ZENO RIVIVE A TRIESTE TUTTO IL SUO DISAGIO

TRIESTE - "Perchè faccio Svevo in televisione? Forse perchè non ha un senso farlo, visti i tempi che corrono. E ne sono felice e orgoglioso". Sandro Bolchi sta girando a Trieste La coscienza di Zeno, ha invaso la città sveviana con la sua troupe di una quarantina di persone, con Johnny Dorelli, che è Zeno, con Ottavia Piccolo, che è Augusta, la moglie, con gli altri interpreti del tv-film. "C' è un involgarimento dell' immagine televisiva" insiste il regista "la Rai scimmiotta Berlusconi. La tv di oggi è quella delle grandi stanze in cui si parla.

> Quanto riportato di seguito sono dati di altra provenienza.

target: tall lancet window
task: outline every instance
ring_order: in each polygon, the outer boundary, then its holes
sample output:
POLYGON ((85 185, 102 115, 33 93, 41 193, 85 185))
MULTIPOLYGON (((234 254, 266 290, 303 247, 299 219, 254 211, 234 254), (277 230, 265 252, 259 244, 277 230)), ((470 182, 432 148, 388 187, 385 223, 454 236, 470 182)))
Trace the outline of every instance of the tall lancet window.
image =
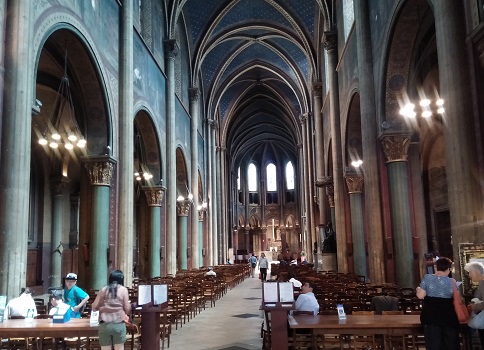
POLYGON ((277 204, 277 170, 272 163, 266 167, 267 176, 267 204, 277 204))
POLYGON ((296 201, 294 193, 294 167, 292 162, 286 164, 286 203, 294 203, 296 201))
POLYGON ((237 197, 239 204, 244 203, 244 192, 240 189, 240 167, 237 169, 237 197))
POLYGON ((247 171, 247 182, 249 184, 249 204, 259 204, 259 193, 257 186, 257 167, 254 163, 249 164, 247 171))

Il resto non esiste più o quasi". Perchè, allora, questo Svevo contro corrente? "Forse per la voglia di tornare a Trieste dove ho trascorso la mia adolescenza scolastica. Mi sono riletto Zeno due anni fa, mi ha colpito l' umorismo ebraico di certe pagine e mi sono detto: "Perchè non tentare un' operazione televisiva su un romanzo bistrattato, troppo poco noto, in fondo, rispetto al suo valore. Alla Rai, in tempi di audience a tutti i costi, erano fatalmente preoccupati.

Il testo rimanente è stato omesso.